Through The Static
Sectra

Chroniquer un disque de Tectonic Recordings en 2025 est probablement la chose la plus anachronique qu'il m’ait été donné de faire aujourd’hui. Ça aura au moins le mérite de me rappeler une époque qui sentait bon l’innovation de partout, où Pinch avançait avec son label au milieu de dizaines de producteurs de génie, de structures plus recommandables les unes que les autres, taillant dans la jungle dubstep un parcours jamais linéaire, intensément défricheur. On était en 2006, on était collés aux émissions radio de Mary Anne Hobbs jusque tard, on se prenait cette tornade dans la gueule sorties après sorties sans vraiment prendre conscience de la chance qu’on avait à l’époque de vivre ça en direct. Une forme d’adolescence vécue à retardement, en tous cas une période marquée par l’insouciance des débuts et qu’on pensait lancée pour un cycle de mille ans. Sauf que non, on cligne des yeux et on est en 2025. Le dubstep est morte depuis quinze ans maintenant et Tectonic Recordings ne brille plus que par le souvenir ému de ce qui fut autrefois.

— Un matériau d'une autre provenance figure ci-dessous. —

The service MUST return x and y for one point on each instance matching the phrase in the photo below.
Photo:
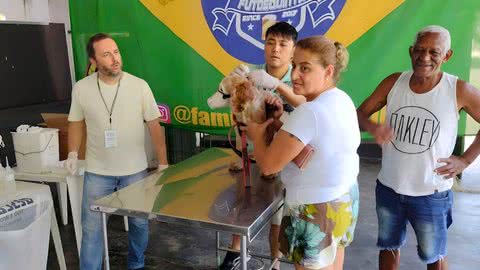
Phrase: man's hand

Alors, forcément, se poser autour du nouveau Sectra donne un peu cette impression d’assister à une veillée funéraire. Les anciens copains se retrouvent pour célébrer ce qui fut l’un des meilleurs labels à l’époque, évoquer les bons souvenirs, boire le café chaud, manger un sandwich mou au jambon et repartir chacun dans leur vie en attendant la prochaine sortie de chez Tempa ou Hotflush pour recommencer. On oublierait presque pourquoi on en est venu à se rassembler. À vrai dire, personne n’attendait vraiment ce deuxième album de Sectra, producteur américain qui semble rouler sa bosse dans les milieux electronica, techno et dark-ambient depuis maintenant huit ans. Un choix un peu particulier pour le label, dont on ne parvient pas à identifier la raison véritable sinon l’amour inconditionnel que voue Pinch à la post (x10) techno, aux cuts qui tabassent et aux ambiances de fin du monde. Et bien Through The Static c’est un peu tout ça en même temps : une sorte de pot-pourri d’electronica nerveuse, de dub lointain, de drone-indus, de trap, de noise grésillant, de post-techno de cave et de rave music apocalyptique. Ça tape un peu partout, ça rappelle parfois Drukqs, toutes les légendes de Stroboscopic Artefacts (Lucy, Xhin, Dadub) et les légendes bass music d’autrefois (« Betwixt All Light » aurait eu sans problème sa place sur Kapsize aux côtés de Joker ou Gantz). Le problème ? C’est clairement moins bien que Vex’d, Distance, Author & Punisher, The Bug ou Scorn ; mais surtout ça ne va nulle part.
Through The Static est une collection d’ambiances, de vignettes soit trop courtes soit trop longues, on ne sait pas trop. Des tracks éparses qui se collent les unes aux autres pour former un album protéiforme au sound-design quelque peu daté. Une sorte de revue des tendances bass music venues d’ici et d’ailleurs, qui auraient pour point commun le grésillant clair-obscur, l’ambiance à tout prix. Ça marchotte calmement, sans provoquer de réel raz-de-marée pendant quarante minutes. De quoi se demander les raisons d’un pareil retour, pourquoi en définitive s’imposer une musique aussi fatiguée ? Ce n’est pas foncièrement mal fait, pas du tout même, c’est juste vidé de sa pertinence en 2025. C’est triste à dire mais cela nous aura juste servi à nous rappeler qu’il n’y a pas si longtemps que ça, notre quotidien sur Tectonic Recordings était fait de 2562, de Martyn, de Pinch et de Mala. Et pour le coup, c’était quand même bien meilleur que ce qui nous a été proposé ici. Laissez les morts reposer en paix maintenant.